His contact for a few weeks with soldiers returning from battle overwhelms him.

He finds only pain, young men mutilated, others mentally destroyed.

He remains in that task for a few months, because the war is already over, I said it before. But this brief but terrible experience is reflected in all of his later work.

Hence his fierce opposition to any war conflict. He has understood that a battlefield is a cemetery with many men who still live, that in wars we only kill and die, although some speak of triumph.

I would add an aphorism that I wrote a long time ago: “Many sing when they go to war. But none when came back.”

Year 1933. Nazism arrives in Germany. Bertolt Brecht is German, he is a Christian, he is not even a politician. He has won the first national theater prize in his country.

But he can’t stand violence or racism, the inability to express disagreement by some measures, nor injustice. And then it disturbs the German government.
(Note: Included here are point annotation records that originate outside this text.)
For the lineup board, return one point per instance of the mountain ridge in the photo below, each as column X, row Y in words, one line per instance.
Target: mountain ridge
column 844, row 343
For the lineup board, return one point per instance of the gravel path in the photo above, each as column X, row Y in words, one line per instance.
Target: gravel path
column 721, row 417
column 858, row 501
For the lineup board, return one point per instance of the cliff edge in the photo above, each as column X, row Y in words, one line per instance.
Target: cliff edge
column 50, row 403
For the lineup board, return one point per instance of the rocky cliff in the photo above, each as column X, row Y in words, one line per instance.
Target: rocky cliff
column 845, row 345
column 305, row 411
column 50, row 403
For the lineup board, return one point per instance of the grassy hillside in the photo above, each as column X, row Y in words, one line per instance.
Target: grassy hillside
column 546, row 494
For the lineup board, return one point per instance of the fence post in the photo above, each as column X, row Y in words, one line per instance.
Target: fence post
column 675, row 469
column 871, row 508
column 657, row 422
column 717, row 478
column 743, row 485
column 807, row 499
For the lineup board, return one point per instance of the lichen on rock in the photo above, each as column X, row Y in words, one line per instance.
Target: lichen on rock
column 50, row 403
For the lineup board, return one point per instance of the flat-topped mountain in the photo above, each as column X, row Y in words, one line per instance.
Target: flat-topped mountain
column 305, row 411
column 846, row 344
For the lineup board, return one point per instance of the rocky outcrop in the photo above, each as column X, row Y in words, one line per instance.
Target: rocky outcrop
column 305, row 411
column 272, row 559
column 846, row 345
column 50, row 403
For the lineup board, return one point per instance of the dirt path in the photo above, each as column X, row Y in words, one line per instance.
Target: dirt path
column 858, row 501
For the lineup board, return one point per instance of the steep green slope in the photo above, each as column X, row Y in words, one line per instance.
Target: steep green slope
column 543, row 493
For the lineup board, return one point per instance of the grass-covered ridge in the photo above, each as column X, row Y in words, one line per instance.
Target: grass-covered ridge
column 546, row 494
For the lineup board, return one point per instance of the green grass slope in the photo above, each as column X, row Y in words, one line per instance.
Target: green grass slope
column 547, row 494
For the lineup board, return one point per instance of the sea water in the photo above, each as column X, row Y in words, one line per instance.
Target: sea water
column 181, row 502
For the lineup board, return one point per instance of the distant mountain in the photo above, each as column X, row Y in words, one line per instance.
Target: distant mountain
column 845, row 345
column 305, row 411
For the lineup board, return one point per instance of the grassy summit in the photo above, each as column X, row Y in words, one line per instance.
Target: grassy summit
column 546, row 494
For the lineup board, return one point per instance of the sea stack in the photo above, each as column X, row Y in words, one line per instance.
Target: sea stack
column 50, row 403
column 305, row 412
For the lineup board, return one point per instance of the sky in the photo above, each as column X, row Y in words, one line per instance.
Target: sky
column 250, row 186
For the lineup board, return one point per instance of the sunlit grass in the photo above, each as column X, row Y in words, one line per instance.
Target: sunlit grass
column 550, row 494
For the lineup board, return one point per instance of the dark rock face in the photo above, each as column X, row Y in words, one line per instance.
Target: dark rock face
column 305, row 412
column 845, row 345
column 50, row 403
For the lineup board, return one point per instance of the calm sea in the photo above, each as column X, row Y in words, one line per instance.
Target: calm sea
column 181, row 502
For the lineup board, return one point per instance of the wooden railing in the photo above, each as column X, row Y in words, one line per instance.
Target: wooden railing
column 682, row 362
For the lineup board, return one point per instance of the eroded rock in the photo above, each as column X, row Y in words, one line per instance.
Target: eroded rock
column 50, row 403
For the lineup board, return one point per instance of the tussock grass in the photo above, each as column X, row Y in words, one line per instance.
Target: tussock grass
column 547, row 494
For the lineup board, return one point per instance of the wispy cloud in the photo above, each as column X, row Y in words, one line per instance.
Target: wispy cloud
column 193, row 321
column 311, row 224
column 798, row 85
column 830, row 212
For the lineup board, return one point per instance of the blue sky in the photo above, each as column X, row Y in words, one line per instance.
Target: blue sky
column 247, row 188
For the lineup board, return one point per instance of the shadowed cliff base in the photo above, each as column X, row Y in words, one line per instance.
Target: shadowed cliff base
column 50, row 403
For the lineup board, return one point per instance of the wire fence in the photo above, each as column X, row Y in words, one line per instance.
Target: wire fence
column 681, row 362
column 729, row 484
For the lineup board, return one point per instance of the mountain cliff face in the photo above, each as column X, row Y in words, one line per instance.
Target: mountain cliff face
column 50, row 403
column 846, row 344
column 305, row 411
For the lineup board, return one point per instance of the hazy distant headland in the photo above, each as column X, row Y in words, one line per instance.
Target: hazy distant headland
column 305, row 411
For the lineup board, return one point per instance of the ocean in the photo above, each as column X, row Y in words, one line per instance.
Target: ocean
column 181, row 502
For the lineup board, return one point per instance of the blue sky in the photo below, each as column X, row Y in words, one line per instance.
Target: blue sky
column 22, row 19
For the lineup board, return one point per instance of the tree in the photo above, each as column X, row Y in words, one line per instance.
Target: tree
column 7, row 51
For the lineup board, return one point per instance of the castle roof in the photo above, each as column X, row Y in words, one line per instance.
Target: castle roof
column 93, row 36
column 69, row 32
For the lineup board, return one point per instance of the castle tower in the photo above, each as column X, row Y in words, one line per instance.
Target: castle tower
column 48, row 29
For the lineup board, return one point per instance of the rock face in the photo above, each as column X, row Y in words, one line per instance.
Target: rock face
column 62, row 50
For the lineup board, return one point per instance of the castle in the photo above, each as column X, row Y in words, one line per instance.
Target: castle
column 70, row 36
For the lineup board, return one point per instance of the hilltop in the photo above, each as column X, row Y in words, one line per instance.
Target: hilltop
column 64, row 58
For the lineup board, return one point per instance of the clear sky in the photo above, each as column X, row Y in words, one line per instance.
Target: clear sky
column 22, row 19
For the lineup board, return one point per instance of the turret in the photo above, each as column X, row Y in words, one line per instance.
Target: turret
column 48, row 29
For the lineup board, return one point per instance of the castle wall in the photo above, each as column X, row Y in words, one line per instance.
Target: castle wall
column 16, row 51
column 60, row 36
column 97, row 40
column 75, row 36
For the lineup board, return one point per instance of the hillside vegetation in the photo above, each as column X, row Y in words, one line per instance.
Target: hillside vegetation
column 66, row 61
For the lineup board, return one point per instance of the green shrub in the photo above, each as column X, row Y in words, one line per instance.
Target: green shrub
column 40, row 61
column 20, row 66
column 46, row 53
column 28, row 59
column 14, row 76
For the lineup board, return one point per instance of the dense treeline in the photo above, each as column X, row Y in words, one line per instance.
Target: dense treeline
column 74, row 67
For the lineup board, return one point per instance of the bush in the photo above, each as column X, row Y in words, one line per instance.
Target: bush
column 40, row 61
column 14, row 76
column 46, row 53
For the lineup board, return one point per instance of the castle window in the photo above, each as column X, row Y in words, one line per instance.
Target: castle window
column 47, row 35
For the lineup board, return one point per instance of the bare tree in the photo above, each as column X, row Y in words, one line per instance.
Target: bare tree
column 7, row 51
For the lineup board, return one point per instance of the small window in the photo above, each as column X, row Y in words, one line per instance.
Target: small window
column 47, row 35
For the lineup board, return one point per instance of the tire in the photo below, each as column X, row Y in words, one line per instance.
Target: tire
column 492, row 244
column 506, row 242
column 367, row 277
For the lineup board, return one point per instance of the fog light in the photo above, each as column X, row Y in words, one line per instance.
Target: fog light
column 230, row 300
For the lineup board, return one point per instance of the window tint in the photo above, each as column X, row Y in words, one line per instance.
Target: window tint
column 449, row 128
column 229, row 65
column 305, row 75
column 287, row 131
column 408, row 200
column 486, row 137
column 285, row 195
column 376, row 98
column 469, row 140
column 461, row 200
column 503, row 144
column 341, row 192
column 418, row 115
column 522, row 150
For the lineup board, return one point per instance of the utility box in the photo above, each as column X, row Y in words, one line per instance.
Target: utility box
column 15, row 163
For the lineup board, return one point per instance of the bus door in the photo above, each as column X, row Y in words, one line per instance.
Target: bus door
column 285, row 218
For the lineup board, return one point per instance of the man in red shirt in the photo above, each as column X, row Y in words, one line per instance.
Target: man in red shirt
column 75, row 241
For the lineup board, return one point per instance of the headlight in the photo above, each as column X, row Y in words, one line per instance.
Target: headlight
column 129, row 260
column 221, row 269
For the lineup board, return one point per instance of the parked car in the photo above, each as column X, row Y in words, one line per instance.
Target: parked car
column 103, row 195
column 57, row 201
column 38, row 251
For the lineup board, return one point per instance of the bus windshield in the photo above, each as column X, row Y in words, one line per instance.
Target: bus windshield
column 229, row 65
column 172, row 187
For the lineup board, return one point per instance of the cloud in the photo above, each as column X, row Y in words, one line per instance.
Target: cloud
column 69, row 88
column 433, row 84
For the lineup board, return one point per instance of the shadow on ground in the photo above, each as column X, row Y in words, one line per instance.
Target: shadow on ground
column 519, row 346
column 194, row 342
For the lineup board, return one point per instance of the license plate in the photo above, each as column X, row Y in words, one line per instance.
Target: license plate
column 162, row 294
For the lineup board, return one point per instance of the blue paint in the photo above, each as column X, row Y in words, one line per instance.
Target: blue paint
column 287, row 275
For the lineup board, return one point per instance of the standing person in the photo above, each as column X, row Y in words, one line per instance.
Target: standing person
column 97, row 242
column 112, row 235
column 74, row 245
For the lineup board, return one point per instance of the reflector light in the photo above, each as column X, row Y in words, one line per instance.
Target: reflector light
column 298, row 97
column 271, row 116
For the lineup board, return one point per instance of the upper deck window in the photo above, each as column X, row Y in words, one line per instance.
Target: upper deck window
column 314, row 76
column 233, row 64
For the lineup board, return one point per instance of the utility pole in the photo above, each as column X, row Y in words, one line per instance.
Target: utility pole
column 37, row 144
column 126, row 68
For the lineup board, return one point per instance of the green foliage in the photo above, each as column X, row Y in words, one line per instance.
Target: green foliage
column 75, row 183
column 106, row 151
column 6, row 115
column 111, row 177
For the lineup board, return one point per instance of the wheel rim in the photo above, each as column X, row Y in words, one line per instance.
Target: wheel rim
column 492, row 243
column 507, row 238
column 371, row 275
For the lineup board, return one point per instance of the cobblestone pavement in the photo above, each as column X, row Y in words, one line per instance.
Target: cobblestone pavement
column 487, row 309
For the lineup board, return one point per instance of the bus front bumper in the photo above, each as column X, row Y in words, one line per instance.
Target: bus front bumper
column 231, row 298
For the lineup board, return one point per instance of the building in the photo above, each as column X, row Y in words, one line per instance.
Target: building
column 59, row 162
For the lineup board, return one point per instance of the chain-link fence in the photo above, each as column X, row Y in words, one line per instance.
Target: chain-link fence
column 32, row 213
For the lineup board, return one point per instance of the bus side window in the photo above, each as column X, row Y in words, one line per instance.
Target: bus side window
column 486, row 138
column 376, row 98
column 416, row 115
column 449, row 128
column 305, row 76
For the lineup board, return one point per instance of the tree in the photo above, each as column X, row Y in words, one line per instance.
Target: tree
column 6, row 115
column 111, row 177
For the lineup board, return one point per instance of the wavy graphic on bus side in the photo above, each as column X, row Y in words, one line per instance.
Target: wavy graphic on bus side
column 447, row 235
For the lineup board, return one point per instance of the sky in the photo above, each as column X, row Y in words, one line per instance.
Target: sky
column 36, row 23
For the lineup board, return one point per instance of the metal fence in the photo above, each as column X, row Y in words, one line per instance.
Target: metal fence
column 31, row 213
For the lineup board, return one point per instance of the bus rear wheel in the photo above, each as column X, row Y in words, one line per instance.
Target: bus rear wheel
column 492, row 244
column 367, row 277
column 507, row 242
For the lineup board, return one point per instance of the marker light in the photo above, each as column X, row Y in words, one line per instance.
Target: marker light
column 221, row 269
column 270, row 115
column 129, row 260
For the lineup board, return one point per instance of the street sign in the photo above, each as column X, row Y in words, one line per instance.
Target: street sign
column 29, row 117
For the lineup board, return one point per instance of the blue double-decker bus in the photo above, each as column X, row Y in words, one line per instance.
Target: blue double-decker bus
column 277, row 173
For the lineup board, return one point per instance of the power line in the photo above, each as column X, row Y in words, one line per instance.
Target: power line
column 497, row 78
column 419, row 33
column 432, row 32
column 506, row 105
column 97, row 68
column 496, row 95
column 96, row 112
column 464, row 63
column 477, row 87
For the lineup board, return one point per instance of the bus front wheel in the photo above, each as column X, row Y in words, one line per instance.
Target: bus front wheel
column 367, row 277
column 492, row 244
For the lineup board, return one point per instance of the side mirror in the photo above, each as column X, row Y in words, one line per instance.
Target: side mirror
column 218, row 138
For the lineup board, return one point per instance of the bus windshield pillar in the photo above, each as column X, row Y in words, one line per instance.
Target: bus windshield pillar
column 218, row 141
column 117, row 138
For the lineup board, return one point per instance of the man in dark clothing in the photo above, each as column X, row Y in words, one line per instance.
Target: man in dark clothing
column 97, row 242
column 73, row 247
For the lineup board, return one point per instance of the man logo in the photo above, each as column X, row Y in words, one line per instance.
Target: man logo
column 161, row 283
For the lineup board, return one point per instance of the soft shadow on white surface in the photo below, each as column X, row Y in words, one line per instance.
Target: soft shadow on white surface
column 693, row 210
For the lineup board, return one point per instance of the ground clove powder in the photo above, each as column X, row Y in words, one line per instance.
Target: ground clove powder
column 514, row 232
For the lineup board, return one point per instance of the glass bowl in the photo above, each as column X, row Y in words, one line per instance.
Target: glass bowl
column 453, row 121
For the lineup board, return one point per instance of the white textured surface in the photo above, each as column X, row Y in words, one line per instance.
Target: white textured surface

They disturb his dignity, his courage, his sincerity. That is to say, they bother his virtues and not his shortcomings, which as a man he will have.

Only his international prestige saves his life. But not his assets, which are confiscated for alleged tax violations. An argument, of course.

He decides to leave the country. “He can’t breathe the thin air,” he declares upon arriving in Prague, Czechoslovakia.

His books, which only speak of love, understanding, tolerance, are burned in a public square in Berlin.

Keep writing.

1941 arrives. He is 43 years old. The Second World War is in full swing.

He lives in the USA, in Hollywood. There he meets Carlitos Chaplín, who, noble and generous, goes to visit him at the very humble hotel where Bertolt Brecht is staying temporarily.

They have never met in person. Bertolt Brecht is a famous writer, but financially very modest. His continuous moves in Europe have impoverished him.

Chaplin is also famous, but unlike Brecht, he is the owner of a great fortune. It is at its peak. He charges millions of dollars per movie.

Carlitos, sensitive and generous, offers him a sum astronomical for a contract as a screenwriter for a film.

What he wants is to help him without humiliating the dignity of Bertolt Brecht. It is Chaplin’s nobility disguised under a contract. And whoever conceals his charity is doubly generous.

After the war, Bertolt Brecht returned to Germany where on August 14, 1956, a myocardial infarction definitively silenced this glory of the universal theater that understood that the most ignorant man could, not only grasp the apparently difficult, but also teach something to the wisest man.

And remembering Bertolt Brecht’s meeting with Charles Chaplin and their immediate spiritual approach, there is an aphorism included in the pages of l. “EITHER.”

“True brotherhood does not require blood ties.”